To me this says that the produced hashes do not conform to a uniform distribution. Am I using the test incorrectly, or is my sample faulty? Thank you for your thoughts.

Answer 1

Again, we are not a code review site, especially for code in a language seldom used for cryptography. And there are obvious issues with the code:

• sha256_num_vals_control is computed but not used, when presumably the intend was that it is.
• I can see neither an attempt to normalize the generated material to interval $[0,1)$, nor an input to OneSampleADTest specifying a range.

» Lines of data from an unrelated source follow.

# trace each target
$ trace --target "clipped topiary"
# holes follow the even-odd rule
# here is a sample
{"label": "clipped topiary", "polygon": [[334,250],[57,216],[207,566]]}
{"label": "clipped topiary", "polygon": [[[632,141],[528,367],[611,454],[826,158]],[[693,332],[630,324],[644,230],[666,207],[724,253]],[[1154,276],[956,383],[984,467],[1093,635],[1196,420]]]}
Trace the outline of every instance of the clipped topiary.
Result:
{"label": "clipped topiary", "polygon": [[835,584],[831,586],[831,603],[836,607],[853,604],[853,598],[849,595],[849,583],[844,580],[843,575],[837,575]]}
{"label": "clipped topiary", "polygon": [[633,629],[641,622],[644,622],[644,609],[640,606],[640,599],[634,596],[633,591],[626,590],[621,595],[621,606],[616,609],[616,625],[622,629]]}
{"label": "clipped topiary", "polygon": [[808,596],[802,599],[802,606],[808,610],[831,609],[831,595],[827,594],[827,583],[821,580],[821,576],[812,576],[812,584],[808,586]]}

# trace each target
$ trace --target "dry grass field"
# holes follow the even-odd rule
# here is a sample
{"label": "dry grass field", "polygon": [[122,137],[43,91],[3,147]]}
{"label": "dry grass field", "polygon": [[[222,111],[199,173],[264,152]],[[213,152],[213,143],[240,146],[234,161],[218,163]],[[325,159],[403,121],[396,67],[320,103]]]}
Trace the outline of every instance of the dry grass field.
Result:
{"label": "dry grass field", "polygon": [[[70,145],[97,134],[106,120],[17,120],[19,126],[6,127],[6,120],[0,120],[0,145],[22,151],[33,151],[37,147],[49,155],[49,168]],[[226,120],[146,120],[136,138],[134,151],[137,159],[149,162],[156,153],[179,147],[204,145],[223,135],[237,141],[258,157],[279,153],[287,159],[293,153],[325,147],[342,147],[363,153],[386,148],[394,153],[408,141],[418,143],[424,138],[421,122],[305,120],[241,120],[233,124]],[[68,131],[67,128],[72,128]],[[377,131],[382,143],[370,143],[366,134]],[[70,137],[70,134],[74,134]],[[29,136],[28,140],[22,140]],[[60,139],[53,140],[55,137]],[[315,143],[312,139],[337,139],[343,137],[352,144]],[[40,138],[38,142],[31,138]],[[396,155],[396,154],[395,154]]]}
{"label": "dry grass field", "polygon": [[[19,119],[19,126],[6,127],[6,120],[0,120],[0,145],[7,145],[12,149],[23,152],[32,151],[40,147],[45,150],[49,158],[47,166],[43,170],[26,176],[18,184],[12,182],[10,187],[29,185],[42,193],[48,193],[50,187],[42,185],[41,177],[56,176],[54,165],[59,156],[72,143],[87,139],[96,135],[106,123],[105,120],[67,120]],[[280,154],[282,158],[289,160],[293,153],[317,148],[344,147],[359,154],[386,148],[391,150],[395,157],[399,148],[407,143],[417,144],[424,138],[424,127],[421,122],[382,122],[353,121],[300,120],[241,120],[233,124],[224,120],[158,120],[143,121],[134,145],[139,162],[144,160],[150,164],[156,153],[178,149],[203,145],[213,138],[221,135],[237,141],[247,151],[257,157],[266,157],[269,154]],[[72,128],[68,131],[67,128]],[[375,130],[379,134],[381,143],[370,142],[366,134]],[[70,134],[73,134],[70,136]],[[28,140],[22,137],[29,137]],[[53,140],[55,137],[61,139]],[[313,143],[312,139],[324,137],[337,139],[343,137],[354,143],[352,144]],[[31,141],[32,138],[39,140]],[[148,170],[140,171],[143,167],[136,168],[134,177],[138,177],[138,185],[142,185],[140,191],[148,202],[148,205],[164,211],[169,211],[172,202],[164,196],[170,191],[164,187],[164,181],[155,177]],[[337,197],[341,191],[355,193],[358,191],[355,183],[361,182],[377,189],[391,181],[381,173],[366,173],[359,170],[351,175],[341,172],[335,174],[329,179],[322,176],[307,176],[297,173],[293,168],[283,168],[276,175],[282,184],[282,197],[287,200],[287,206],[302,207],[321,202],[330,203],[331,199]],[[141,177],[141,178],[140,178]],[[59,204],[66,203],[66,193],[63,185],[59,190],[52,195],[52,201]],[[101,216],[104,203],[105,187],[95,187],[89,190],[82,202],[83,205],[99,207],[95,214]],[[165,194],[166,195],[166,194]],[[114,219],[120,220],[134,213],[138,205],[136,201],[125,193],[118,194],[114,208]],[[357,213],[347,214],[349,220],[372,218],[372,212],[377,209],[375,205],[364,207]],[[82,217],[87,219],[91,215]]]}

I conclude the samples for OneSampleADTest are not formatted as expected for this test. Malformed in, garbage out.

Even if the samples were correctly formatted, cryptography would not care for bugs in OneSampleADTest in a certain version of Julia and the library used. It would care for a valid claim that SHA-256 output for distinct inputs prepared independently of the constants in SHA-256 can be distinguished from random. But such extraordinary claim would need extraordinary evidence. And as a preliminary, a description independent of the language and it's libraries.